But how, then, could the left be considered collectivist?

The collectivist approach is to use the force of the law to limit what others can do with their own bodies. It is the leftists, in these cases, who operate in an individualist capacity, with respect for personal sovereignty.

Where the political left shows its collectivism is in matters related to the social services they feel entitled to receive at the expense of the collective. Healthcare, education, and various other examples of what they see as “basic human rights” requiring the extortion of funds are a significant part of what defines the left’s political identity.

Individualism and Collectivism on the Right

The right is considered more concerned with the good of the individual, even at the expense of society. This is certainly true when it comes to many fiscal matters where their money is at risk of being forcefully redistributed for purposes they don’t support.

However, the right’s collectivist side emerges when they create laws that restrict how people’s private lives. This is often with the justification of preventing degeneracy or defending against perceived attacks upon sacred traditions. Whether it’s immigrants coming to their country and “stealing” their jobs or homosexuals entering into matrimony, the right may fight with the full force of the law to preserve their hallowed way of life.

Essentially, the fatal collectivist flaw of right-wing philosophy is to treat another person’s life as if it were your responsibility to manage without their consent. From that twisted perception, we accept that the things someone else does to themselves are actually being done to us. We believe our intervention in their life is a form of innocent and necessary self-defense against their perceived moral failings.

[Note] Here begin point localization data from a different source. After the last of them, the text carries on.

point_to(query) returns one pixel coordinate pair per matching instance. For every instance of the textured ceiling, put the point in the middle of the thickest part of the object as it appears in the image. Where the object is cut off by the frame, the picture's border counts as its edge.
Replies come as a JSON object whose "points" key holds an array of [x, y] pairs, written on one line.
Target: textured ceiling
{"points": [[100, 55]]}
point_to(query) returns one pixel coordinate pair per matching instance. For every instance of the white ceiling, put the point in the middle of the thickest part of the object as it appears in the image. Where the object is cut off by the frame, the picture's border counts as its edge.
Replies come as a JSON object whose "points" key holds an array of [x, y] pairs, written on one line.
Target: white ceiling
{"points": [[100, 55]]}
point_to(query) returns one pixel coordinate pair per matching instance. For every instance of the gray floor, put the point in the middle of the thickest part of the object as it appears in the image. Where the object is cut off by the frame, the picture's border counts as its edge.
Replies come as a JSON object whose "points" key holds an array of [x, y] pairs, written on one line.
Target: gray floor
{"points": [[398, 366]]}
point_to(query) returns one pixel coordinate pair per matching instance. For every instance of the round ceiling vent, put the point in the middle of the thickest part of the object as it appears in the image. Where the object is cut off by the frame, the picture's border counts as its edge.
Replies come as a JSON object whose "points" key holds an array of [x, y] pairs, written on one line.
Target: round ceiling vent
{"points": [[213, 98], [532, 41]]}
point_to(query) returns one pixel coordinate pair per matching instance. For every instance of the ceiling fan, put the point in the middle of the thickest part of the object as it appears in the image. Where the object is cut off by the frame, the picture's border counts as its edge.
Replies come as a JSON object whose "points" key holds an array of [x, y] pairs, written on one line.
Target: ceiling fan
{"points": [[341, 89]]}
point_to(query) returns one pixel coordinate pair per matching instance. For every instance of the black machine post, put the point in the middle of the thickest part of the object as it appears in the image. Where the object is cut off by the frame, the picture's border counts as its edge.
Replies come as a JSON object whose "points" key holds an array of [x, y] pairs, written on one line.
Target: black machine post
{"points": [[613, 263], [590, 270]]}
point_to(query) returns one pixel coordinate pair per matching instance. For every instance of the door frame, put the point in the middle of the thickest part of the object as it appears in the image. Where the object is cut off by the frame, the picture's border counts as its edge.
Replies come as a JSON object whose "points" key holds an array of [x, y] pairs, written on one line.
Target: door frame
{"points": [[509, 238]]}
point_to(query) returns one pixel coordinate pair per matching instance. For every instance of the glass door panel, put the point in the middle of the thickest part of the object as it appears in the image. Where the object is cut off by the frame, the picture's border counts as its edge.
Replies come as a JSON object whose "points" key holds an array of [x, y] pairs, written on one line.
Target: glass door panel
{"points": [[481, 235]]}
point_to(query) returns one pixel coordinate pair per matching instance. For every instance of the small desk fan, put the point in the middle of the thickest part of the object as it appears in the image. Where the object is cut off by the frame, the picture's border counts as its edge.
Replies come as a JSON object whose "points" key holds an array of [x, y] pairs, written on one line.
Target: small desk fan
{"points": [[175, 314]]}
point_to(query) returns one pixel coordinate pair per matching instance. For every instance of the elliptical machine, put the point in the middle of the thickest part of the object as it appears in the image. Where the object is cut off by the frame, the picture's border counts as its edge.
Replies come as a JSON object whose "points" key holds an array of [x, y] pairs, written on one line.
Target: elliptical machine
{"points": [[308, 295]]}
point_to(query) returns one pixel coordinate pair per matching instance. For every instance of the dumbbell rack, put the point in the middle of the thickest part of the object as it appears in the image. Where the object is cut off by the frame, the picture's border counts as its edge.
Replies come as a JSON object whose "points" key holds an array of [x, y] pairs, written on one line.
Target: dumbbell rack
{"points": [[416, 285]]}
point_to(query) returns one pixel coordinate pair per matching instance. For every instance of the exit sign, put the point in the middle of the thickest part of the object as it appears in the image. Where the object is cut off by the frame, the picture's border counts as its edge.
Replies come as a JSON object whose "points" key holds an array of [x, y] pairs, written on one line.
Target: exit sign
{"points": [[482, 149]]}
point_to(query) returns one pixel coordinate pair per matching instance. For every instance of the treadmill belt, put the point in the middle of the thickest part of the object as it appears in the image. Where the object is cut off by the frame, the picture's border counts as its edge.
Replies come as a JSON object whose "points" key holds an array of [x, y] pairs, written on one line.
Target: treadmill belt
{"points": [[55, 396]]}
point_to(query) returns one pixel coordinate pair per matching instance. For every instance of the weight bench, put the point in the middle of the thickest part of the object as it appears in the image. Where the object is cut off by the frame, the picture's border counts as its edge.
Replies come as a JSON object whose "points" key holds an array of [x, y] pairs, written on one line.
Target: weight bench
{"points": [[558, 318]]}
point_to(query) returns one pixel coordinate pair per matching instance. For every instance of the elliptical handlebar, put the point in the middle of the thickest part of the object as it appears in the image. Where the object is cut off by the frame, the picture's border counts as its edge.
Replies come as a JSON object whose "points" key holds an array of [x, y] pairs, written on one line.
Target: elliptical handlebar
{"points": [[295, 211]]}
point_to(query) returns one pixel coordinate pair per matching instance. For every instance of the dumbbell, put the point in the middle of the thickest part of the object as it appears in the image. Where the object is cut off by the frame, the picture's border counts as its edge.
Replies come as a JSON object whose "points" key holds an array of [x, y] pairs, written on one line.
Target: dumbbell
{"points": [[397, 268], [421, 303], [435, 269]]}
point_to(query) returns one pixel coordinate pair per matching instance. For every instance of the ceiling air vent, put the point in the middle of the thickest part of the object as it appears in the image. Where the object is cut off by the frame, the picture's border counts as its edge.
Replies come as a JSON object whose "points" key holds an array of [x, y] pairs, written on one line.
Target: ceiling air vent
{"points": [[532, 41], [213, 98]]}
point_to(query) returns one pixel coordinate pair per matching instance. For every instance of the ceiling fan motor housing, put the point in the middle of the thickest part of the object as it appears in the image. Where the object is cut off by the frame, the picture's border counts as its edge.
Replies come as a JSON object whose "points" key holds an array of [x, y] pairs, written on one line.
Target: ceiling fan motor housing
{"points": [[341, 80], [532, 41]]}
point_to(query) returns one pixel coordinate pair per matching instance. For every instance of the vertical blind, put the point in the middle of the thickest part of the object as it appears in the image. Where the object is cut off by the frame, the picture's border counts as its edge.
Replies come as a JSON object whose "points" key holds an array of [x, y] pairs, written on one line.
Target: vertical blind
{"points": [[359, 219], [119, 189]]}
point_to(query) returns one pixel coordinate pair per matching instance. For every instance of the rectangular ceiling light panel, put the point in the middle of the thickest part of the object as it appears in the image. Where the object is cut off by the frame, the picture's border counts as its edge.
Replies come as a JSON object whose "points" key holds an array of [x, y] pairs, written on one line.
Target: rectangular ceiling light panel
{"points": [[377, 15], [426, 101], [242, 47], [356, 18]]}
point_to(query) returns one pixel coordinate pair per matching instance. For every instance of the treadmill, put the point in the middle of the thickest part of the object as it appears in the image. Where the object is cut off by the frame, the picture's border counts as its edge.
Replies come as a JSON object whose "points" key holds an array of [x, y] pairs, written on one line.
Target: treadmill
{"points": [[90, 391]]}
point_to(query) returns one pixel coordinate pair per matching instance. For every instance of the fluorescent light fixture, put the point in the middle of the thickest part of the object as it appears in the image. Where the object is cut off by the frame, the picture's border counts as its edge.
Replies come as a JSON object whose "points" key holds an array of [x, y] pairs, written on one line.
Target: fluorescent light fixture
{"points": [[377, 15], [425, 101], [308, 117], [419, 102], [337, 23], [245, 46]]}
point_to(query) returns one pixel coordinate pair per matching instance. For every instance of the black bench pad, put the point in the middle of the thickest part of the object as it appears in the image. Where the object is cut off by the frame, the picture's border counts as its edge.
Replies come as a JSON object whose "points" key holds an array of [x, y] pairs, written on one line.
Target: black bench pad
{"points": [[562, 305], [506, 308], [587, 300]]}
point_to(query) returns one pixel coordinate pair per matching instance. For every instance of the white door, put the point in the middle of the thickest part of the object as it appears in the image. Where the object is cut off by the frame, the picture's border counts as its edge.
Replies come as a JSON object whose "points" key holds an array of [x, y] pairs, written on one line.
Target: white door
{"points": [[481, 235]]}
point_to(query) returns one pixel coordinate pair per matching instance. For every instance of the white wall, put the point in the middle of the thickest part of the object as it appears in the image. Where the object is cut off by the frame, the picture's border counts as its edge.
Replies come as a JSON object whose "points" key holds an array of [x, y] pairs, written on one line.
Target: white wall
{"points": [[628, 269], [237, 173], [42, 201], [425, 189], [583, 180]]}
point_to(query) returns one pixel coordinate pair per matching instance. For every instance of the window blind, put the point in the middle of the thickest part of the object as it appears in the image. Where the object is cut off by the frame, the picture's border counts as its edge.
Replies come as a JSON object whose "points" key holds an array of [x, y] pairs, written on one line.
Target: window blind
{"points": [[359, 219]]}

Collectivism on Both Sides of the Bird

On an intuitive level, it’s easy to understand the appeal of both varieties of collectivist ideals. Believing that services like education and healthcare are a fundamental human right necessary to the function of society makes it easy to argue that they should be provided to all people, no matter how. It’s a very tribal approach to handling the interdependence of people living together for mutual benefit (i.e., “You help take care of me when I need it, and I’ll act in kind.”).

Where this intuitively appealing thought process falls apart is at scales far beyond the natural agreements individuals are capable of making with one another. Spanning far beyond the limits of Dunbar’s number is a vast world of endlessly variated peoples. People you will never have a close, personal relationship with most of them, you could never come to form intuitive agreements that ensure you will all willingly watch out for each other.

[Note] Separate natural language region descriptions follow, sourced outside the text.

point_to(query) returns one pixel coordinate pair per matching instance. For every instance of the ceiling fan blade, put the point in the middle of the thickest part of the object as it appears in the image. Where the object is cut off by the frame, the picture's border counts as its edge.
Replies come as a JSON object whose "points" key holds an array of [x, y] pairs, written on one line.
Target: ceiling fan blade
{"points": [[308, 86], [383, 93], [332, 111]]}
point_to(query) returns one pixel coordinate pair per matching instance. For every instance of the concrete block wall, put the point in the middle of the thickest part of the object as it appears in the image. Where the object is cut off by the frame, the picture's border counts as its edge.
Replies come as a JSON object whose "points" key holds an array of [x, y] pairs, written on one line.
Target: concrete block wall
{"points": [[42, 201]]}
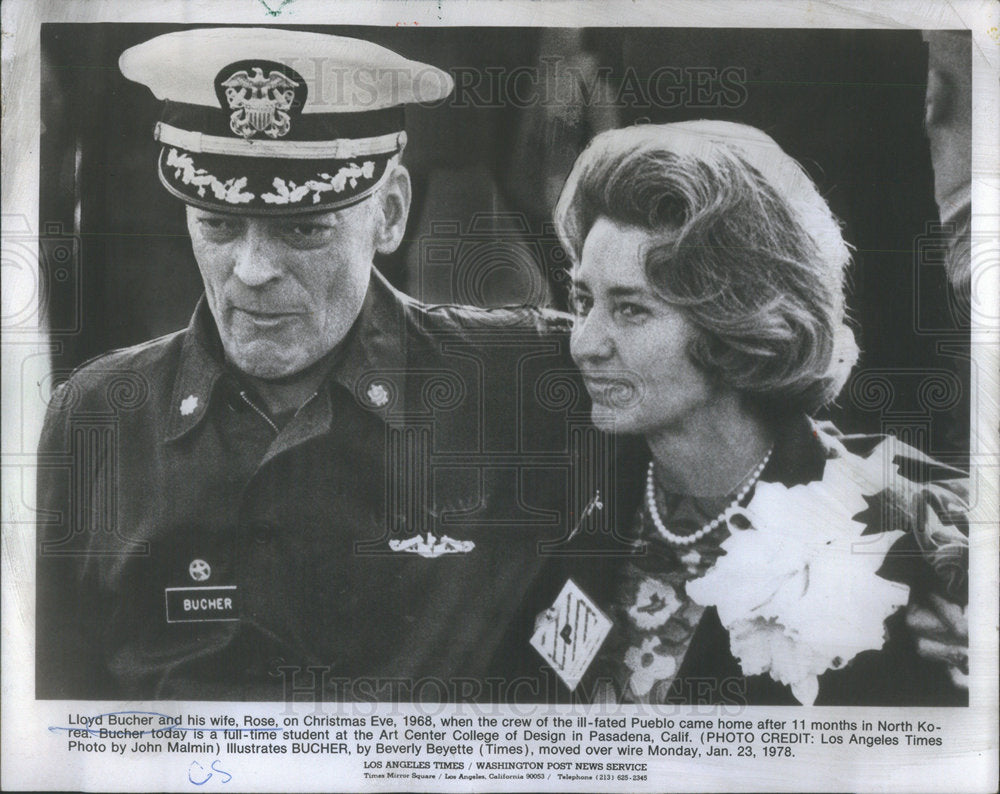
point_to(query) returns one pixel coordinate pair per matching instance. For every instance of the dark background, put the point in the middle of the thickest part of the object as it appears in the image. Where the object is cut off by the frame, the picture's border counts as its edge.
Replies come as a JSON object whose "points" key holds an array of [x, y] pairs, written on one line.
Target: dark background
{"points": [[847, 104]]}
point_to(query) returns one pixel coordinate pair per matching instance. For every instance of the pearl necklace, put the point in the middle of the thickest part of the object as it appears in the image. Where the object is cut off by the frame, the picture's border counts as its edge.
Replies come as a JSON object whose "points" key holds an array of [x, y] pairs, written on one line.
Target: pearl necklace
{"points": [[687, 540]]}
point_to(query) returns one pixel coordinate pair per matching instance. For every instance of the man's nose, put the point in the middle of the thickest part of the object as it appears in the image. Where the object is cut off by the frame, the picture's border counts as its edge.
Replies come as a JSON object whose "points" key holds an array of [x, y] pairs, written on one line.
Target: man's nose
{"points": [[591, 338], [257, 258]]}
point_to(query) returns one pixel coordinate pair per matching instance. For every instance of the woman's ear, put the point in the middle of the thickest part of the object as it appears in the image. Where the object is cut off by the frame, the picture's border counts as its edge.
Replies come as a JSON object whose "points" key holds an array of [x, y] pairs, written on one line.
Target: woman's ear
{"points": [[393, 210]]}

Collectivism aims to forcefully manufacture these tribal bonds on a scale that can never work for limited human psyches, and the mechanism for doing so is state-sponsored violence.

We can, similarly, view the right’s need to assume power over their neighbors’ bodies through a tribal lens. From the point of view, they can be said to be trying to mitigate behaviors they consider harmful to the health of the tribe. It may be no personal concern of yours if your tribe mate chooses to inject potentially dangerous or addictive substances into themselves or participate in non-traditional forms of sex. Still, what will become of the culture of the tribe you depend on to survive if such habits and beliefs begin to proliferate?

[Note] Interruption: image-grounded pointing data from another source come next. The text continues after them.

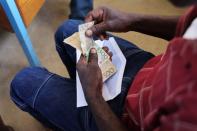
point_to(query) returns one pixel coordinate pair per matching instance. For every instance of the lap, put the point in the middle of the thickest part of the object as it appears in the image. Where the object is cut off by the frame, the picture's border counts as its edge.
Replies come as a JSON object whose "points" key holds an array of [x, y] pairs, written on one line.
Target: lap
{"points": [[48, 96]]}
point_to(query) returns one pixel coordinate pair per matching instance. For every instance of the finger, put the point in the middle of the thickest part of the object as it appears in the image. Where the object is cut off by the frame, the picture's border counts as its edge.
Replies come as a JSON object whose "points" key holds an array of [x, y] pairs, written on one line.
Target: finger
{"points": [[110, 54], [103, 36], [93, 57], [106, 49], [89, 17], [97, 29], [82, 59], [95, 15]]}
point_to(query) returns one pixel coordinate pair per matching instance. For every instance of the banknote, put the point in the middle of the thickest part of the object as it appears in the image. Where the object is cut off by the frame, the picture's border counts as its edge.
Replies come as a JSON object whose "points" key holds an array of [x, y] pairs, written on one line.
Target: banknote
{"points": [[83, 43], [86, 42]]}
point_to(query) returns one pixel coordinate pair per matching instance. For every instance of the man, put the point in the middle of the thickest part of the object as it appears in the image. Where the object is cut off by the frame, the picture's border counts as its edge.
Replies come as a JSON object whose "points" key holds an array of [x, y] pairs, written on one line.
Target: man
{"points": [[158, 93], [80, 8]]}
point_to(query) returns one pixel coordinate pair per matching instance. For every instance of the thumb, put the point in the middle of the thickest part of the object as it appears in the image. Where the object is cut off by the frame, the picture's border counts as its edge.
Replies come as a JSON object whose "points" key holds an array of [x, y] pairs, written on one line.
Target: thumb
{"points": [[93, 57], [97, 29]]}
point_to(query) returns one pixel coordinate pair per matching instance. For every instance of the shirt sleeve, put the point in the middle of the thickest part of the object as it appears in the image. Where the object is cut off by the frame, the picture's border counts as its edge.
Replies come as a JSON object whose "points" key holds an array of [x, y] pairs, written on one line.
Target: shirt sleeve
{"points": [[179, 115]]}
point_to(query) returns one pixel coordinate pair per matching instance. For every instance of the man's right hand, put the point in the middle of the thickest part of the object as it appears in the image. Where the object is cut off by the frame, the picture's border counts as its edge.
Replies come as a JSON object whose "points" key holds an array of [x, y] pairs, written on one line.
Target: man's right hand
{"points": [[107, 19]]}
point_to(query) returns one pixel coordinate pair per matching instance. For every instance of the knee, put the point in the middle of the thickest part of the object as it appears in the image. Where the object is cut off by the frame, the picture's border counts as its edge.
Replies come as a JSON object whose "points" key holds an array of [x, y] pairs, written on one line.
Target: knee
{"points": [[66, 29], [23, 85]]}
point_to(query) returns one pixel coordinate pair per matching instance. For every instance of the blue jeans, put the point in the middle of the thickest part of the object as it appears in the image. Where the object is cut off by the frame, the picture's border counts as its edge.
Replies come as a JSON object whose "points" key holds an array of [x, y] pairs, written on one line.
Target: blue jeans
{"points": [[80, 8], [51, 99]]}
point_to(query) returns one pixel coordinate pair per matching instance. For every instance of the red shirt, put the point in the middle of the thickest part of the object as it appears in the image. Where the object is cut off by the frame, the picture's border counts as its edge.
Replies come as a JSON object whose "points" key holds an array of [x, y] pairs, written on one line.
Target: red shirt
{"points": [[163, 96]]}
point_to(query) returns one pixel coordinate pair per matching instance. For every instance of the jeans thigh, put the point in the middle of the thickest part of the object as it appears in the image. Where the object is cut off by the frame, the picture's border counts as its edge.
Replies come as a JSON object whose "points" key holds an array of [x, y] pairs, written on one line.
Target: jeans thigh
{"points": [[50, 98]]}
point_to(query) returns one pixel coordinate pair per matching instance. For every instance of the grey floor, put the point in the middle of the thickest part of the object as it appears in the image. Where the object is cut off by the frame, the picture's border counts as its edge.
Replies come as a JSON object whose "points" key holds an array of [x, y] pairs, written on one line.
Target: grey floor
{"points": [[41, 31]]}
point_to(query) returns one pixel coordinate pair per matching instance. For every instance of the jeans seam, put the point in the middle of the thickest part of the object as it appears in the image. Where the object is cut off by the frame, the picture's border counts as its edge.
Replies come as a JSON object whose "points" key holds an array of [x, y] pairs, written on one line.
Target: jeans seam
{"points": [[34, 101], [86, 120]]}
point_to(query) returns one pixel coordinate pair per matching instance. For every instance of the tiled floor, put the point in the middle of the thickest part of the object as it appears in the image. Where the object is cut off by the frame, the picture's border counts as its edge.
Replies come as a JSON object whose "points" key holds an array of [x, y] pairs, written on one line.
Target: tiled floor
{"points": [[41, 32]]}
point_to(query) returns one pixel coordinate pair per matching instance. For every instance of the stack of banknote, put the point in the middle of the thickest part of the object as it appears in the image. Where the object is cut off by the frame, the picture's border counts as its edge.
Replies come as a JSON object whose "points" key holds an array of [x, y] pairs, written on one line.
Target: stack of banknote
{"points": [[83, 43]]}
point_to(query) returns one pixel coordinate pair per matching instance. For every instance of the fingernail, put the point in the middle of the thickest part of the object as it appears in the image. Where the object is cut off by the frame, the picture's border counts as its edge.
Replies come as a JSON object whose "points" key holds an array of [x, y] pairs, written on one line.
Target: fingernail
{"points": [[89, 33], [93, 50]]}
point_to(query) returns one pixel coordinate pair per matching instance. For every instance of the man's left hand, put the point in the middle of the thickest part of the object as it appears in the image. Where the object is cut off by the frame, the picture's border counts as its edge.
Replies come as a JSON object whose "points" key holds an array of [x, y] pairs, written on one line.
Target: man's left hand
{"points": [[90, 75]]}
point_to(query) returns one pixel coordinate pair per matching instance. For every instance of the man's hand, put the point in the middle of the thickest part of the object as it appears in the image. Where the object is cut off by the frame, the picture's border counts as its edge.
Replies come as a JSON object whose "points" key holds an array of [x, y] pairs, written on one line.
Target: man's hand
{"points": [[90, 75], [107, 19]]}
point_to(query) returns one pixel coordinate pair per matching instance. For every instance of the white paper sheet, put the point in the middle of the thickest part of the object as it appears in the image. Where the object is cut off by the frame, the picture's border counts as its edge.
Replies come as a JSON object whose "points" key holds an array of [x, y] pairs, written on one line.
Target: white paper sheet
{"points": [[111, 87]]}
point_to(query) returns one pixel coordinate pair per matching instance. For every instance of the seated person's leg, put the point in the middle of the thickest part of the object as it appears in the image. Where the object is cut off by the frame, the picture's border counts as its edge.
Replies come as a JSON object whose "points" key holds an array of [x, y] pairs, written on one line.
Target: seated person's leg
{"points": [[49, 98], [80, 8], [135, 56]]}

Will there be any room left for you and your incongruent way of life at the end?

So, in a certain way, mutual agreements with one’s close connections about a particular way of life can be seen as mutually assured self-defense.

Individualism as a Total Concept

Though it shares qualities with both sides, where the libertarian philosophy truly stands out is that it excepts the intuitive collectivism of neither. It, through rational analysis and uncompromising dedication to first principles, knows that a society cannot be optimally healthy without the actual agreement of all its participants to uphold the ideals it lives on. It is not enough to assume you know what is best for the collective and use your might to make it so.

By empowering the individual to make these kinds of decisions over their own life and property, the libertarian philosophy as an absolute does the most possible to protect each and every person from well-intention meddling in their private affairs. It is the only sensible way forward for a species that long ago evolved out of the basic tribal unit and into the planetary scale of a globally connected society.

We both have more opportunities for socialization with other people and more considerable discretion over how and why we choose to socialize (or not). By abandoning the false dichotomy of what style of collectivism we prefer, we will be able to build previously unimaginable types of prosperous and free societies.